Juliana Stratton's campaign was engineered and funded by one billionaire who's planning to run for president. David Axelrod, Obama's own strategist, said it plainly: "Juliana is in many ways a political creation of JB Pritzker." Who would Senator Stratton actually work for?
Stratton's Medicare for All plan would eliminate private health insurance for every Illinois family that gets coverage through their employer. Not improve it. Eliminate it.
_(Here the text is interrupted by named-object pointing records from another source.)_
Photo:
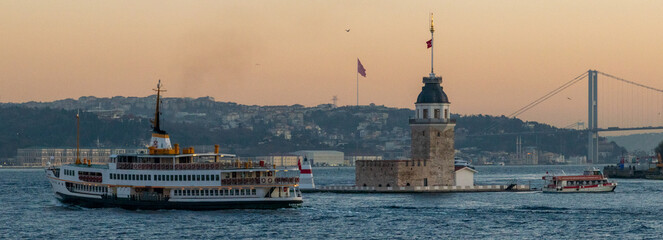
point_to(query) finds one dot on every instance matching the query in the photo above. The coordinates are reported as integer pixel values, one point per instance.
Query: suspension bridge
(626, 106)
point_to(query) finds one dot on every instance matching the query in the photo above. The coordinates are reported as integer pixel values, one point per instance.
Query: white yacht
(591, 180)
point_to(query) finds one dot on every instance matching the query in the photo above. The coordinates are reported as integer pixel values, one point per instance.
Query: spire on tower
(432, 29)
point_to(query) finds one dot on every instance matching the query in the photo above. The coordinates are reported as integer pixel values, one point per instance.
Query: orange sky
(494, 56)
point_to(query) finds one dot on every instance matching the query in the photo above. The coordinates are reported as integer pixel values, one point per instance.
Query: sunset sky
(494, 56)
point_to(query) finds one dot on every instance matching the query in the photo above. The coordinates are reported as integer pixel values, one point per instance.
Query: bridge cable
(541, 99)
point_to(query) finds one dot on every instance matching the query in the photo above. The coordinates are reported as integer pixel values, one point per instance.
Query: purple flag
(360, 68)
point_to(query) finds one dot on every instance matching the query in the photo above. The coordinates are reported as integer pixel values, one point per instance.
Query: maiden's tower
(432, 131)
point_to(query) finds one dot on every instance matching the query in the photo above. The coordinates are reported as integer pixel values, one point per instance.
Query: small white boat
(590, 181)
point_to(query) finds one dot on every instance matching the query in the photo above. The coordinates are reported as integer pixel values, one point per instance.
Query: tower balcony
(431, 121)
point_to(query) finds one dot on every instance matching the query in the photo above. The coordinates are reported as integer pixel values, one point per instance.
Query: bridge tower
(592, 118)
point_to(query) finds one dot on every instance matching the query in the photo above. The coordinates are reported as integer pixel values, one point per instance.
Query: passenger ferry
(590, 181)
(167, 178)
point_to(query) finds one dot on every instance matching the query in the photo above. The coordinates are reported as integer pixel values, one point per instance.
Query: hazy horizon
(494, 56)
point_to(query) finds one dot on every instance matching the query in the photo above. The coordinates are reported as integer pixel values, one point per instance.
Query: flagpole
(432, 43)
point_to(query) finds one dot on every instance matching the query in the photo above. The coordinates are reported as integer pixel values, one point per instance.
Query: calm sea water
(634, 211)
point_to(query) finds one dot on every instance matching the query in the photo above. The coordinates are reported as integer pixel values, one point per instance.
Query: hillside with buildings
(249, 130)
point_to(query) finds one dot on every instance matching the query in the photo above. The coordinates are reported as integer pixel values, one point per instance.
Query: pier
(428, 189)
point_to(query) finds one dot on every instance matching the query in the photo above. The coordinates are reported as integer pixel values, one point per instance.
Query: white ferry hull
(610, 187)
(99, 200)
(94, 202)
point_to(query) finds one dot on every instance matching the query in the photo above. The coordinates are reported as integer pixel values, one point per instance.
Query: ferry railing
(260, 181)
(192, 166)
(89, 178)
(155, 197)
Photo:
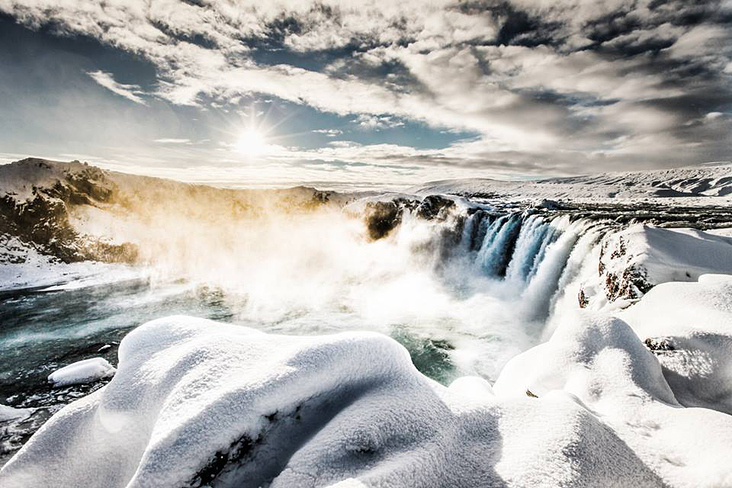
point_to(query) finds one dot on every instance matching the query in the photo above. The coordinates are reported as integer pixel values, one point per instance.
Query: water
(463, 294)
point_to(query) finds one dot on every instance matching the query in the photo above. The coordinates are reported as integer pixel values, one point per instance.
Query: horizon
(367, 95)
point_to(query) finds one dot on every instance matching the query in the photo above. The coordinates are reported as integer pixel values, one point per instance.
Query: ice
(688, 186)
(196, 403)
(689, 326)
(635, 259)
(85, 371)
(601, 363)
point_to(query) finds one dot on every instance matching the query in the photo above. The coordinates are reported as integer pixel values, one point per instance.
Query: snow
(688, 186)
(10, 413)
(601, 363)
(641, 256)
(692, 324)
(22, 266)
(197, 402)
(85, 371)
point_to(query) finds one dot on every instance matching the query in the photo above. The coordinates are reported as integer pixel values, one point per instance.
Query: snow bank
(199, 403)
(689, 328)
(601, 363)
(86, 371)
(695, 186)
(10, 413)
(635, 259)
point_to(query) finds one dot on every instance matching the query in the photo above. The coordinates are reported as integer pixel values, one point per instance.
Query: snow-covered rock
(10, 413)
(85, 371)
(602, 364)
(639, 257)
(688, 326)
(199, 403)
(695, 185)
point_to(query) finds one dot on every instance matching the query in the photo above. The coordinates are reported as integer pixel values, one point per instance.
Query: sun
(251, 142)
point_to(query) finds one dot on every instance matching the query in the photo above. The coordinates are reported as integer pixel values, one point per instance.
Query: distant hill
(704, 185)
(75, 211)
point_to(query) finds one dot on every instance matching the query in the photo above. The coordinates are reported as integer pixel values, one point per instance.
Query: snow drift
(200, 403)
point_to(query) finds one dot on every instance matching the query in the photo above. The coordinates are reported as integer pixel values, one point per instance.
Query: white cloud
(130, 92)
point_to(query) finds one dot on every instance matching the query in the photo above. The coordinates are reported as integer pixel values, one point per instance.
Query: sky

Illinois workers and businesses would have no choice but to accept a government plan — ready or not.
Days before the primary, Stratton's campaign touted an endorsement from the late Rev. Jesse Jackson that his family said was never authorized and never finalized. His own son said it "smells of desperation." If she'll do this to win a primary, what will she do in Washington?
Stratton was born in Chicago, lives in Chicago, and built her career in Chicago institutions. Her platform — abolish ICE, $25 minimum wage, Medicare for All — was written for Chicago progressives, not for the farmers, small business owners, and working families of central and southern Illinois.
As Lt. Governor, Stratton ran the office that championed the SAFE-T Act — including no-cash-bail policies that Illinois law enforcement organizations strongly opposed. She celebrated those reforms. Don Tracy stands with the law enforcement communities that keep Illinois families safe.
Stratton is a structurally strong general election candidate in a deep-blue state, and the Tracy campaign should operate accordingly — no path to victory runs through making this race look close before it matters. The structural reality of Illinois statewide politics favors the Democratic nominee by design. The objective is to maximize Don Tracy's margin of competitive engagement, depress Stratton's margin below historical Democratic baselines, and force the Pritzker machine to spend dollars in Illinois it would prefer to deploy on Pritzker's 2028 presidential ambitions.
The most productive contrast frame is not partisan but geographic and representational: Stratton is Chicago's candidate; Tracy is Illinois's candidate. This maps directly onto voter frustration with Cook County dominance of state politics that Tracy can activate across his natural coalition.
The "abolish ICE" position is the most potent single issue — it is indefensible in the general, documented on video, and stated unequivocally. Unlike some attack lines that require context or inference, this requires only playing back Stratton's own words. It should anchor paid media through October.
The Pritzker dependency narrative is equally durable: it raises the legitimacy question without requiring voters to oppose Pritzker directly. The frame is not "Pritzker is bad" but "who is Stratton working for?" — a question that applies pressure to her independence claim without relitigating the governor's popularity.
The Jesse Jackson endorsement incident and the CoreCivic / ICE contractor hypocrisy are character-based contrast tools best deployed in earned media, surrogate appearances, and digital advertising rather than television — they require enough context to land cleanly, but they establish a pattern of saying one thing and doing another that reinforces the broader authenticity critique.